Sabe, no entanto, que semeia em terreno fértil, não é? Afinal, qualquer manifestação em contrário pode se confundir com a defesa da corrupção. O nome disso é populismo judicial.
Venham cá: um preso por corrupção que pertença a um grupo de risco, cuja soltura não represente ameaça à sociedade, é diferente de outro criminoso em quê? É lícito ao presidente do Supremo decidir, monocraticamente, que ele deva ficar mais exposto à morte do que os recolhidos por outros delitos?

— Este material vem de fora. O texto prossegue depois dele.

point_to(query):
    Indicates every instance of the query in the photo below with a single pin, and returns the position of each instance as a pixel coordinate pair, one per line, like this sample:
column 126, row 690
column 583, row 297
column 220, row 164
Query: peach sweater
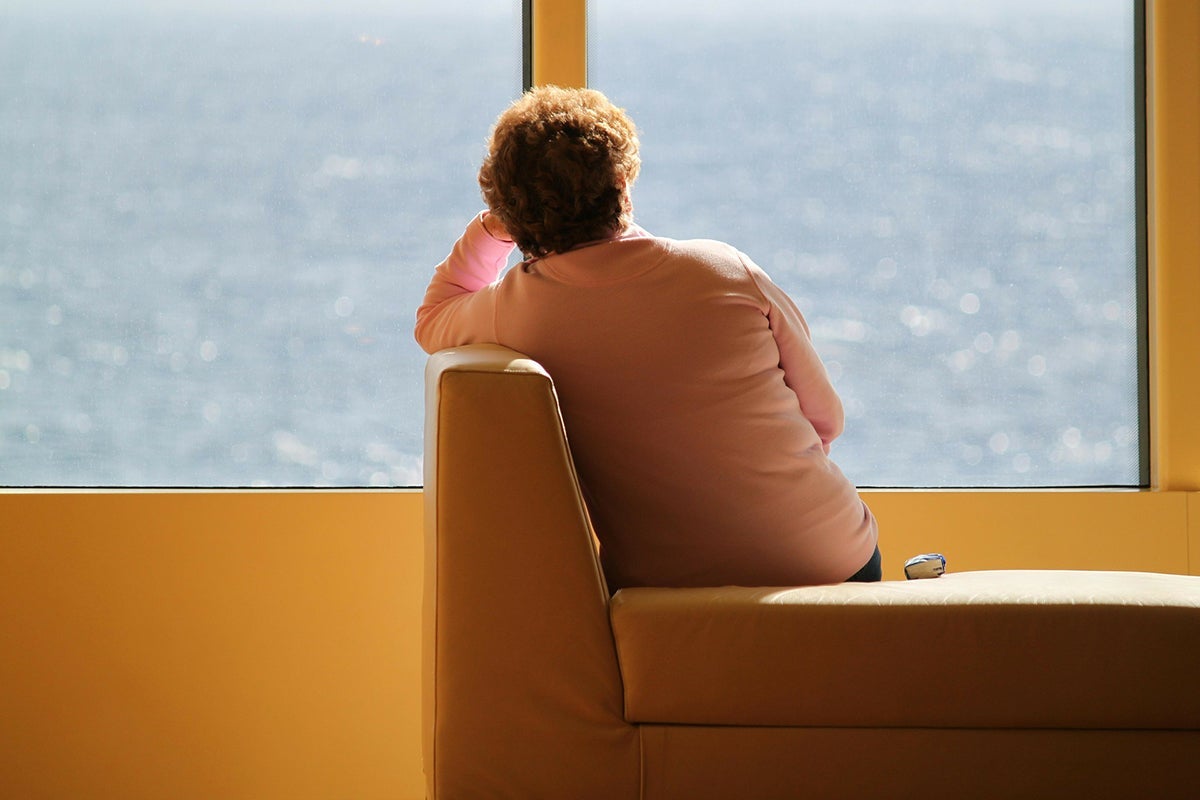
column 699, row 413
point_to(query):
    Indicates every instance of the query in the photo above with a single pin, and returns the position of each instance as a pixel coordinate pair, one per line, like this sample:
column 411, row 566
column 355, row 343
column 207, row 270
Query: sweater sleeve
column 803, row 371
column 460, row 302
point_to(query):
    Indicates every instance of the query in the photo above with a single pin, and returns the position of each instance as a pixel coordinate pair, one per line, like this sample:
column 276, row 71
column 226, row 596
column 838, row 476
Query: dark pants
column 871, row 571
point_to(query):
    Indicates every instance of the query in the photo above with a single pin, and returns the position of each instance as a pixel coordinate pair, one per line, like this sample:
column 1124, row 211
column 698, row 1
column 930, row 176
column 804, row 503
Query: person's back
column 697, row 410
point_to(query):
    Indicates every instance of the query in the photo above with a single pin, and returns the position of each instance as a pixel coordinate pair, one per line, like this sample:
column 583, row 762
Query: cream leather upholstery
column 973, row 685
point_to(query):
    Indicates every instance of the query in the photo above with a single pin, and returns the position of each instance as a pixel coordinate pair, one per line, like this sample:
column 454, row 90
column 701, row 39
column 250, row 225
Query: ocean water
column 215, row 229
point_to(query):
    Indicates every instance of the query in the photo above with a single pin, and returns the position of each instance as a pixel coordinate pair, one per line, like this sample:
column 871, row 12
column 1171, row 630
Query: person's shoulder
column 718, row 257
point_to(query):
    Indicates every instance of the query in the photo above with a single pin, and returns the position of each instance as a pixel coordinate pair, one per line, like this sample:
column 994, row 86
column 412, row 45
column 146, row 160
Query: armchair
column 538, row 684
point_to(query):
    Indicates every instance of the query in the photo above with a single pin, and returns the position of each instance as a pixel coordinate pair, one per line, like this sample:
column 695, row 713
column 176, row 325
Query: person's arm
column 803, row 370
column 460, row 302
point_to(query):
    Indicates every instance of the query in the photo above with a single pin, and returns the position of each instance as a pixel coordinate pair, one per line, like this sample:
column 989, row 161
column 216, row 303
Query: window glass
column 947, row 188
column 216, row 221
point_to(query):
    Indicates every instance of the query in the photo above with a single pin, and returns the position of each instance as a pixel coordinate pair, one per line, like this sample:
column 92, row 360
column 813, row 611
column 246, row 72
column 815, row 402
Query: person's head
column 558, row 169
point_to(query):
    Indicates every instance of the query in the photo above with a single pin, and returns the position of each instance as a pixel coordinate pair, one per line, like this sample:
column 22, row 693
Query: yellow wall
column 265, row 644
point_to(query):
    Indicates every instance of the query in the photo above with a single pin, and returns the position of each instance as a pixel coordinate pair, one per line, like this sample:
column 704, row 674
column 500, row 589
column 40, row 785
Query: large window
column 951, row 192
column 216, row 221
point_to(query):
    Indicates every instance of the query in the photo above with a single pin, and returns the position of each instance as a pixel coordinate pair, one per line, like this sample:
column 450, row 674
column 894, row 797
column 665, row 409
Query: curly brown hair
column 557, row 169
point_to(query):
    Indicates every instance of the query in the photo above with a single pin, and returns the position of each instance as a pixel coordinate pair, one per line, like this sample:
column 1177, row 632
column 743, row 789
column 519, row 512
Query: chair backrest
column 522, row 692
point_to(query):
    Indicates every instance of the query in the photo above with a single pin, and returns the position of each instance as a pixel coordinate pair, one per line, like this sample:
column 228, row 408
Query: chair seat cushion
column 1005, row 649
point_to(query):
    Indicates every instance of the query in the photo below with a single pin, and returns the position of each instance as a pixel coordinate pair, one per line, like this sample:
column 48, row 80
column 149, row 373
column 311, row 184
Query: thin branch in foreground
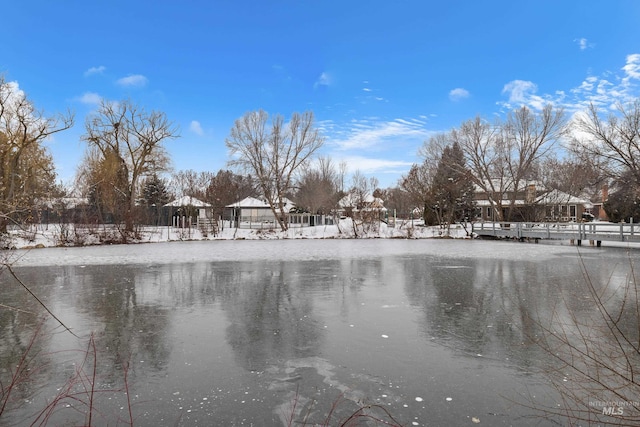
column 15, row 276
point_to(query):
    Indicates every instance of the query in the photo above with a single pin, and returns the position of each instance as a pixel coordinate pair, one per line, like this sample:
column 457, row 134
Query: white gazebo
column 184, row 208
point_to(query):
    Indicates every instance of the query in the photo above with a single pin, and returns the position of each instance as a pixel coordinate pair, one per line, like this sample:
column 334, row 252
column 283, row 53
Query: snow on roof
column 252, row 202
column 188, row 201
column 559, row 197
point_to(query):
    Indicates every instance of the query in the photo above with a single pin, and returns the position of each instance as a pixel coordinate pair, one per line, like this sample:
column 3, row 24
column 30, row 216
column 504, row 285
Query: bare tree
column 317, row 187
column 594, row 352
column 135, row 138
column 502, row 156
column 26, row 168
column 614, row 141
column 273, row 151
column 191, row 183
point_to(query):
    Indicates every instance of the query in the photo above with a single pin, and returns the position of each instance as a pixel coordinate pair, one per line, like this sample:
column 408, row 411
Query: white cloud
column 370, row 165
column 134, row 80
column 458, row 93
column 632, row 67
column 90, row 98
column 376, row 134
column 196, row 128
column 583, row 43
column 324, row 80
column 95, row 70
column 522, row 92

Deve-se considerar essa exposição maior uma pena extrajudicial imposta pelo presidente da Corte? E, sim, em um caso ao menos, decretou-se de maneira indireta a morte de um condenado.
O CASO MEURER
O ex-deputado Nelson Meurer, de 77 anos, tinha sido condenado por corrupção e lavagem de dinheiro. Era cardiopata, diabético, hipertenso e doente renal crônico. Seus advogados entraram com um pedido de prisão domiciliar. O caridoso Edson Fachin negou.
Pois bem: Meurer foi internado a 7 de julho com sintomas de Covid-19 e morreu cinco dias depois.

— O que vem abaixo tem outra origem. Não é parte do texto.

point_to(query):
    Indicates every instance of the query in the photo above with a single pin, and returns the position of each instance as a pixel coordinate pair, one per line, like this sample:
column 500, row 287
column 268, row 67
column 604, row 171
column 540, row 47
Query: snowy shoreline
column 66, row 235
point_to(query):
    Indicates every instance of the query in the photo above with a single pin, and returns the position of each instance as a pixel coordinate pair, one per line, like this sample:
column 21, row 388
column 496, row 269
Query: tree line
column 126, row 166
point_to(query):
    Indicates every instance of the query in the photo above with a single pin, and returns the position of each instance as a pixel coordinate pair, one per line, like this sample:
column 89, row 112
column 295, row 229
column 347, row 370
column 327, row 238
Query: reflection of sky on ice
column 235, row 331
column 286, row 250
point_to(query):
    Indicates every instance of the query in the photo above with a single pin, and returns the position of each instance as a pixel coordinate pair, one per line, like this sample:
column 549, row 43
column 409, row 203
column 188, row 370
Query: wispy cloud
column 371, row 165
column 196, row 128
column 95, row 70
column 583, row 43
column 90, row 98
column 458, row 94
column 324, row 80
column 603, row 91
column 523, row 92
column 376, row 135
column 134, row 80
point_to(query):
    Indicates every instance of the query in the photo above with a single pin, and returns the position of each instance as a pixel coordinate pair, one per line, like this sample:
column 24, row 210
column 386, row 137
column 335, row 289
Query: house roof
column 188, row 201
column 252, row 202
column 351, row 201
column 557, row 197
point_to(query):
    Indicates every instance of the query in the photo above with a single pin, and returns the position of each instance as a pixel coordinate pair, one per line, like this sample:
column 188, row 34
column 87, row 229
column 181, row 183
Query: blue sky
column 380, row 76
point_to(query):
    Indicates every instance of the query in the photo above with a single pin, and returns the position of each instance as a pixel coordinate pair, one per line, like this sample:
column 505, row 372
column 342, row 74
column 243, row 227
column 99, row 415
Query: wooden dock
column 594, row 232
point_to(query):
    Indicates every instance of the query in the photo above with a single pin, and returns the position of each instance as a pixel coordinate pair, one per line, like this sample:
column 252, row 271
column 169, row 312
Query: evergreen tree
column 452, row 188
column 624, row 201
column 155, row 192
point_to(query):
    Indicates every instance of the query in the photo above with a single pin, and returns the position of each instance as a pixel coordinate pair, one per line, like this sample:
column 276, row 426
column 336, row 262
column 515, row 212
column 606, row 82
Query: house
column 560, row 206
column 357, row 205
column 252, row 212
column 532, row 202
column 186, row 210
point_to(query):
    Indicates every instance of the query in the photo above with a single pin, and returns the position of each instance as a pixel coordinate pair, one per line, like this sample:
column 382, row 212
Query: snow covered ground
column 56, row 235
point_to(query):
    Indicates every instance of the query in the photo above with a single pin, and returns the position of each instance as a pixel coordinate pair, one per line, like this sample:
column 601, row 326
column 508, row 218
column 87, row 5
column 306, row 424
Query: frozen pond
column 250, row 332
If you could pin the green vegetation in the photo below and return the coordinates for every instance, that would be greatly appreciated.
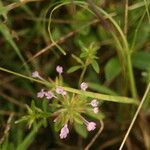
(68, 67)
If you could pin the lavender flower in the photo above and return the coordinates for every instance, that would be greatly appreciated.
(60, 90)
(64, 132)
(84, 86)
(94, 103)
(41, 94)
(35, 74)
(95, 110)
(59, 69)
(91, 126)
(49, 95)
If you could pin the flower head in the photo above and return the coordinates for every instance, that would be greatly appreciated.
(84, 86)
(95, 110)
(94, 103)
(49, 95)
(35, 74)
(41, 94)
(64, 132)
(59, 69)
(91, 126)
(60, 90)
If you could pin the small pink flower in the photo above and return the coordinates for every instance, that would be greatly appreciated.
(64, 132)
(49, 95)
(41, 94)
(84, 86)
(95, 110)
(35, 74)
(60, 90)
(94, 103)
(91, 126)
(59, 69)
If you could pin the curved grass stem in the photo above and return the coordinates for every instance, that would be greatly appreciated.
(135, 116)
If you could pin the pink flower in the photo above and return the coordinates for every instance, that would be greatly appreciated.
(91, 126)
(59, 69)
(49, 95)
(95, 110)
(64, 132)
(41, 94)
(35, 74)
(94, 103)
(84, 86)
(60, 90)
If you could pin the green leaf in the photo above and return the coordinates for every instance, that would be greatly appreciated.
(77, 59)
(73, 69)
(95, 66)
(29, 138)
(101, 88)
(112, 69)
(5, 32)
(81, 130)
(141, 60)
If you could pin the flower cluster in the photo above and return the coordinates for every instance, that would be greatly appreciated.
(94, 104)
(67, 105)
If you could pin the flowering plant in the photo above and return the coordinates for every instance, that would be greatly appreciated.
(64, 108)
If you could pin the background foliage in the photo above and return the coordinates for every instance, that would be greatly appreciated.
(105, 43)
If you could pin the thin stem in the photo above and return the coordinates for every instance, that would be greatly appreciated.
(126, 18)
(96, 136)
(135, 116)
(136, 31)
(131, 77)
(82, 74)
(146, 6)
(23, 76)
(104, 97)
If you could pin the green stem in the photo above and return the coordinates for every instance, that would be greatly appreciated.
(104, 97)
(82, 74)
(131, 78)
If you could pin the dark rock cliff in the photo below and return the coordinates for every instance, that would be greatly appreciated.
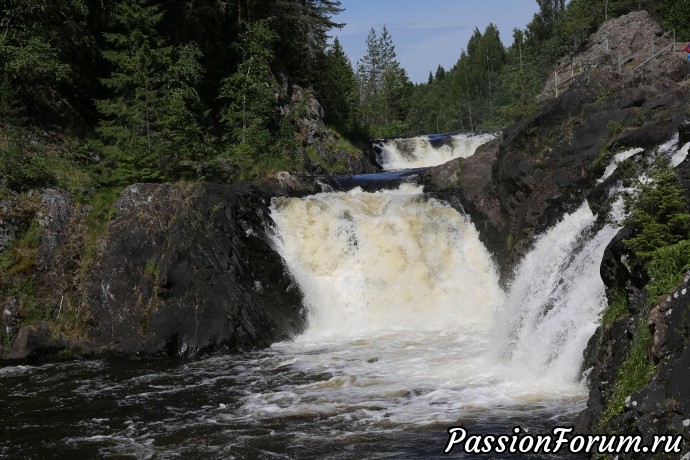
(517, 186)
(183, 269)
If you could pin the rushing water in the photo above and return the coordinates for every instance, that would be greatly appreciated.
(409, 333)
(425, 151)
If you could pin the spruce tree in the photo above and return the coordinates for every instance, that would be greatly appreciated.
(384, 88)
(130, 123)
(339, 89)
(150, 124)
(251, 94)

Fachin preferiu passar a responsabilidade adiante:
“A decisão monocrática [individual], sem olvidar [esquecer] do enquadramento de Nelson Meurer no grupo de vulnerabilidade, pautou-se na realidade apresentada pelo juízo corregedor de referida penitenciária, no sentido de que não se encontrava com ocupação superior à capacidade, destacando a existência de equipe de saúde lotada no estabelecimento”.
Huuummm… Fachin está dizendo que agiu certo, mas que o vírus não colaborou.
Que coisa, né? Meurer tinha sido condenado a 13 anos e nove meses de prisão. A decisão de Fachin valeu por uma pena de morte.
Se depender de Fux, outros “Nelsons” virão. Pela Lava Jato, tudo indica, ele faz qualquer coisa: até condenar à pena capital.
Por que esse ex-amigão de Adriana Ancelmo, mulher de Sérgio Cabral, tem tanto medo da força-tarefa, comportando-se como se fosse um mero despachante dos procuradores?